GDP at factor cost= Net value added + Depreciation. Here my question is why depreciation added to Net value added? I am confused here: Net value added = Gross value added - depreciation; so the above formula becomes GDP at factor cost= Gross value added - depreciation + Depreciation. Here depreciation get cancelled and finally becomes GDP at factor cost= Gross value added. Source: http://www.economicsdiscussion.net/national-income/components-national-income/top-17-components-of-national-income/18793
The best practice would be to use definitions from recognized international institutions such as the World Bank or the Organisation for Economic Co-operation and Development (OECD). In this document The OECD classifies three types of gross value added (1) at basic prices, (2) at producers' prices and (3) at factor cost.
Let first define gross value added at basic prices as output valued at basic prices less intermediate consumption valued at purchasers' prices. Then, gross value added at factor cost can be derived from gross value added at basic prices by subtracting other taxes less subsidies on production.
As an example, GDP at market prices for the United States in 1992 was US\$ 6,234 billion. As GDP at factor cost removes all net taxes on production, it would equal \$6,234 billion less \$506 billion or \$5,728 billion.

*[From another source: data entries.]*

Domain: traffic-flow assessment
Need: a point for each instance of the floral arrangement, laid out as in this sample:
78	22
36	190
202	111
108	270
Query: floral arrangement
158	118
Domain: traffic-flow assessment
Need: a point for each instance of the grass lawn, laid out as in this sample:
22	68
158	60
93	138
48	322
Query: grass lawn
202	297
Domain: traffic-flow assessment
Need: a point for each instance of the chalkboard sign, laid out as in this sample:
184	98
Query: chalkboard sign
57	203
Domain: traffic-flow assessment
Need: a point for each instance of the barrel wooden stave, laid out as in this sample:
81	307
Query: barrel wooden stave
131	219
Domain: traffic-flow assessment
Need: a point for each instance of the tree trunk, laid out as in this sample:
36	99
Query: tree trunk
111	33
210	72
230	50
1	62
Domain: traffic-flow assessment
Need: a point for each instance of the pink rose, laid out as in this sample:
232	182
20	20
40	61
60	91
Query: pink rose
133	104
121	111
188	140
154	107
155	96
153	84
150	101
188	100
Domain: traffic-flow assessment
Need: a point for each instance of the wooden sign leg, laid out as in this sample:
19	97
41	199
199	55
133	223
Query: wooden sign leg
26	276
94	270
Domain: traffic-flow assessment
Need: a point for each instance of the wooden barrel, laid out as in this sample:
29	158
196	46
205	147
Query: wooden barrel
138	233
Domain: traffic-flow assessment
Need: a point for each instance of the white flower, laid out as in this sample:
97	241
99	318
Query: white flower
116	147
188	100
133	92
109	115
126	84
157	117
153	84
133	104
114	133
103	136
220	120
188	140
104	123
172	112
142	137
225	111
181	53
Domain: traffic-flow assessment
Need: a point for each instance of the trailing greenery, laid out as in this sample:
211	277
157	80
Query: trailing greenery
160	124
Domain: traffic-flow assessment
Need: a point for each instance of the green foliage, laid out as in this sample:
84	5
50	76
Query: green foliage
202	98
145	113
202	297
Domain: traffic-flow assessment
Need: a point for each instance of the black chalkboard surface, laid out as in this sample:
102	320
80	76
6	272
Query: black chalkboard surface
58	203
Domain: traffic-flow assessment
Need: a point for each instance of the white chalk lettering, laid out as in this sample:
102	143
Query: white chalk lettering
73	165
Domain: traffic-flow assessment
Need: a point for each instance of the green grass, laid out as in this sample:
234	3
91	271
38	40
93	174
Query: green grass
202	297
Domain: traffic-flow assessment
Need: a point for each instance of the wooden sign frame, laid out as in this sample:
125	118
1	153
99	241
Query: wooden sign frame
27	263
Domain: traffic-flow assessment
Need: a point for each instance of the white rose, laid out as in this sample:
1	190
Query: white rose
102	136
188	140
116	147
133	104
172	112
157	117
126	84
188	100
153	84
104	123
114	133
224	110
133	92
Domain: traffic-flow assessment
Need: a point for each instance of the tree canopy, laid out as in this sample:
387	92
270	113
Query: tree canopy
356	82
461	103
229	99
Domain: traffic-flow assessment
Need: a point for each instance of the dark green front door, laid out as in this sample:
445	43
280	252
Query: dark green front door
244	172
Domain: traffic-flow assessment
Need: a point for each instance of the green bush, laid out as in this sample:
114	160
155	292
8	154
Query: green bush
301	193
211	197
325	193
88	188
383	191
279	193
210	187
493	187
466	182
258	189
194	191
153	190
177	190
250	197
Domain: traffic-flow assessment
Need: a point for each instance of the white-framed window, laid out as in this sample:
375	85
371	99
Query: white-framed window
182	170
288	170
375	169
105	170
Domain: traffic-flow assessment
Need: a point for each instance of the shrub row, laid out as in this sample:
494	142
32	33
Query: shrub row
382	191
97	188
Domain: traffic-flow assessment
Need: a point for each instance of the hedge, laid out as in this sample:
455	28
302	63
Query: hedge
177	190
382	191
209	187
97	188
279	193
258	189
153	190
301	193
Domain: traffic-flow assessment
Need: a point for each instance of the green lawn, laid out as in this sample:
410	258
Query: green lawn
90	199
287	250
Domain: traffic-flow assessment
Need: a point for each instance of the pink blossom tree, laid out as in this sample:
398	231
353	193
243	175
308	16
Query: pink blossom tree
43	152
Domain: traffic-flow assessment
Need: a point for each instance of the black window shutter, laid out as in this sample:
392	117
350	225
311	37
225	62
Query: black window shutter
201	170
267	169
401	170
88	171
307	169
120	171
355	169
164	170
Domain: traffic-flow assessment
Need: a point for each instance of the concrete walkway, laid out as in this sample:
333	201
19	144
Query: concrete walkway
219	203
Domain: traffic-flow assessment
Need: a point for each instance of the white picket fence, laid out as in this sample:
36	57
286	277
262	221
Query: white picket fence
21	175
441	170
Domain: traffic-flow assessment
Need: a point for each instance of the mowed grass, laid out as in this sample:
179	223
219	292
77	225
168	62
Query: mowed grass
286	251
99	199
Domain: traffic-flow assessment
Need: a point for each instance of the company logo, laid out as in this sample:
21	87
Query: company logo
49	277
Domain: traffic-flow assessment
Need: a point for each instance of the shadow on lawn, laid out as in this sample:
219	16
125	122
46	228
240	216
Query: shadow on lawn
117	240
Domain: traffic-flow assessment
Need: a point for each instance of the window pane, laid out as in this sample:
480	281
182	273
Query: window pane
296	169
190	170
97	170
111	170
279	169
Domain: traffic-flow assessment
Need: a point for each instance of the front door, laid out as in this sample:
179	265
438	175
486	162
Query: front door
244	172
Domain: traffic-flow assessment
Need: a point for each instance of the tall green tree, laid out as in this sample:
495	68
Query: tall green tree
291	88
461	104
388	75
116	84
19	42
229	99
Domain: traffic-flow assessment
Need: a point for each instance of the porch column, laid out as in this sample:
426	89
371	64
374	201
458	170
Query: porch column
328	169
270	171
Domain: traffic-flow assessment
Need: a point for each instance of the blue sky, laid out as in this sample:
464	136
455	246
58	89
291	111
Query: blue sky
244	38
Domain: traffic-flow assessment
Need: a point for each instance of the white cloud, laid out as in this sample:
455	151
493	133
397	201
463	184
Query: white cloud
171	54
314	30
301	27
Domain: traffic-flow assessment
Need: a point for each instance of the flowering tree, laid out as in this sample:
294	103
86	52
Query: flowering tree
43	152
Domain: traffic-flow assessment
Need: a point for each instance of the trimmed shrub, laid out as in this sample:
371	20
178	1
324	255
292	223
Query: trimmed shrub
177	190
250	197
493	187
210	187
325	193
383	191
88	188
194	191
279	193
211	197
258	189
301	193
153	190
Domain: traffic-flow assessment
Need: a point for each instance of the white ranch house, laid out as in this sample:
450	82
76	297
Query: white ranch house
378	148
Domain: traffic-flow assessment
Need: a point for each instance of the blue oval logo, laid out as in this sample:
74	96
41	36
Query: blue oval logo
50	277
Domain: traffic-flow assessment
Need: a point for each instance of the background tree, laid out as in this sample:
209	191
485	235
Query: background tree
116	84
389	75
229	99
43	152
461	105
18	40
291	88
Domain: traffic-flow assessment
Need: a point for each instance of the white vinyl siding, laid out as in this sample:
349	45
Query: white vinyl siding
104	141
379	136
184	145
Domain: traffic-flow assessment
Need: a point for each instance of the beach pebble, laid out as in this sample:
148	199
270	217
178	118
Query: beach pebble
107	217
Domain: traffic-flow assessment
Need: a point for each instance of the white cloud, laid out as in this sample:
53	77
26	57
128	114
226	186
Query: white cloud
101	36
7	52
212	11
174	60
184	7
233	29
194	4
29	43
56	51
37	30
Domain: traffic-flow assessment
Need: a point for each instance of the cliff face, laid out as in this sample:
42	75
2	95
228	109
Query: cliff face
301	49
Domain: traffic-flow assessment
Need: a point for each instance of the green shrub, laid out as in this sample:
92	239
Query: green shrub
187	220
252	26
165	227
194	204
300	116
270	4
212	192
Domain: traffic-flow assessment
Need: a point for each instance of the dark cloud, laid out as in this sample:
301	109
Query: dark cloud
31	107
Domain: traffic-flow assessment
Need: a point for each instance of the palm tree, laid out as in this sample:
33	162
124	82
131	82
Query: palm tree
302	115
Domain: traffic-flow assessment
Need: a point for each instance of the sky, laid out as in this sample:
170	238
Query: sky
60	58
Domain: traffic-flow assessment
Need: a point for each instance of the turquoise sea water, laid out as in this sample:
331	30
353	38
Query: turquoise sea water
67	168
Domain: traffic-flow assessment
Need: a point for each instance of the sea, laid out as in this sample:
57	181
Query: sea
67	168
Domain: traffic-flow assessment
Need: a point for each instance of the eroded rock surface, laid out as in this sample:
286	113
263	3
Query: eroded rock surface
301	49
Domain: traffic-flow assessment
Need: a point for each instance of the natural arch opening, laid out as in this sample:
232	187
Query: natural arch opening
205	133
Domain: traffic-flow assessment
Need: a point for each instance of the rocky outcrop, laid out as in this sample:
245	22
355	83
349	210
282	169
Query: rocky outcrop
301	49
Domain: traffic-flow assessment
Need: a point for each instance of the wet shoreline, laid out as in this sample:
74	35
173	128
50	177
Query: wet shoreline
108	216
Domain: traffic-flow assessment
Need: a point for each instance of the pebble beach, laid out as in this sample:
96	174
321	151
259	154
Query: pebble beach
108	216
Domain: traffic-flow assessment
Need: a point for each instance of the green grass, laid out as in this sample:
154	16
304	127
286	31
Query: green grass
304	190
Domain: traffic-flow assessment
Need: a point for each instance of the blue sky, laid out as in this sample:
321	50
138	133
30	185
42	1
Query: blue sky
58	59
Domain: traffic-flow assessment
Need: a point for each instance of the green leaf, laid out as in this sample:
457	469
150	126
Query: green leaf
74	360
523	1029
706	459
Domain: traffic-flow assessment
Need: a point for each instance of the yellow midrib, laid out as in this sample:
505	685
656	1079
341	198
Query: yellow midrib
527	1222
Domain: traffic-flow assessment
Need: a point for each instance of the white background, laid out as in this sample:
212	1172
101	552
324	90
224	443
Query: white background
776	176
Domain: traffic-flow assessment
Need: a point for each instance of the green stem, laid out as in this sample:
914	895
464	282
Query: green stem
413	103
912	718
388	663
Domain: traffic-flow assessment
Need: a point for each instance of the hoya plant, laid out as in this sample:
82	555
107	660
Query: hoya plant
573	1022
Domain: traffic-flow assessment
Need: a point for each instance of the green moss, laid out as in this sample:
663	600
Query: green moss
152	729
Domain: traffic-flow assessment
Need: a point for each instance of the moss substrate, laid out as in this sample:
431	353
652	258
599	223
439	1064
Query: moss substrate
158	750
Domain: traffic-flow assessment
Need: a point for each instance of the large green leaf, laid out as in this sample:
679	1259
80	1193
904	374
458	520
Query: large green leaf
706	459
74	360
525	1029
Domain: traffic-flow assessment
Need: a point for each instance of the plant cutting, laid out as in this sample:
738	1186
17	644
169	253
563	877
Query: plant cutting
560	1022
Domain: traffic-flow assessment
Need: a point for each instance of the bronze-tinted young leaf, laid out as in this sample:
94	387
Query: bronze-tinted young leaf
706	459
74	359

GDP at factor cost is thus a way of measuring gross value added at some prices. So, as far as I understand, it makes sense that depreciation get cancelled and finally becomes GDP (at factor cost) = Gross value added (at factor cost).
Why is depreciation added to Net value added? According to your source, if we deduct depreciation from Gross Net Product (at factor cost), we get Net National Product (at factor cost). So, if we add depreciation to NNP we get GNP.